The Corner

Besides His Fundraising, Perry’s Poll Numbers Are Currently Awful

It’s always ominous when a presidential campaign stops paying its staff. But the fundraising problems for Rick Perry’s campaign might be the easier problem to solve. News of the financial troubles will probably get Perry’s diehard supporters to max out, and while his well-funded super PAC can’t coordinate with his actual campaign, he at least will have an institution with millions of dollars ready to run ads to tout him to GOP primary voters.

No, the real problem for Perry is that he’s at one percent in the latest Suffolk poll of Iowa; a PPP poll from yesterday put him at 2 percent. (The Des Moines Register had Perry at 6 percent in May, as did Gravis.)

New Hampshire was never going to be Perry’s strongest state, but he registered a zero in Gravis’ latest poll in the Granite State.  The previous poll, from WMUR, had him at 2 percent. A few polls in this state had Perry at 4 percent in the spring.

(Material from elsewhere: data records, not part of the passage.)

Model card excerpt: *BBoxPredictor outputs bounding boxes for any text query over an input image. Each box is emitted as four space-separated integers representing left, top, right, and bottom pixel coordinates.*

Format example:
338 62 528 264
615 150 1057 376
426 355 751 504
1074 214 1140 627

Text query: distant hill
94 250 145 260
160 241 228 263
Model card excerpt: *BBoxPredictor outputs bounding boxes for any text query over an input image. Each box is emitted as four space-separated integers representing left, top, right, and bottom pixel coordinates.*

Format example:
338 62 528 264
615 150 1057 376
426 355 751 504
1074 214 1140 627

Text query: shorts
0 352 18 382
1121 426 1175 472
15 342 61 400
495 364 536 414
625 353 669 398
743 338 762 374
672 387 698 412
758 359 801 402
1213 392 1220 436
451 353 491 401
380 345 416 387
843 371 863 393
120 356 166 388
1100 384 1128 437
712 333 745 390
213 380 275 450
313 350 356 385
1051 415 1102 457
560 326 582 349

One might think Perry’s Texas style might make him the first choice of Republicans in the first Southern primary. But in South Carolina, the Augusta Chronicle poll out this month also puts Perry at . . . zero percent. A Gravis Marketing poll in late July had Perry at 2.5 percent.

Nationally, the numbers are no better: 1 percent in the Fox News poll, 2 percent in the Bloomberg poll, 1.8 percent in the Monmouth poll.

Obviously, this is a chicken-and-the-egg situation; polling success drives fundraising, which can be used for advertising and grassroots efforts, which drives more polling success, and so on.

And yes, it’s early. But this can’t be where Rick Perry and his team wanted to be in mid August.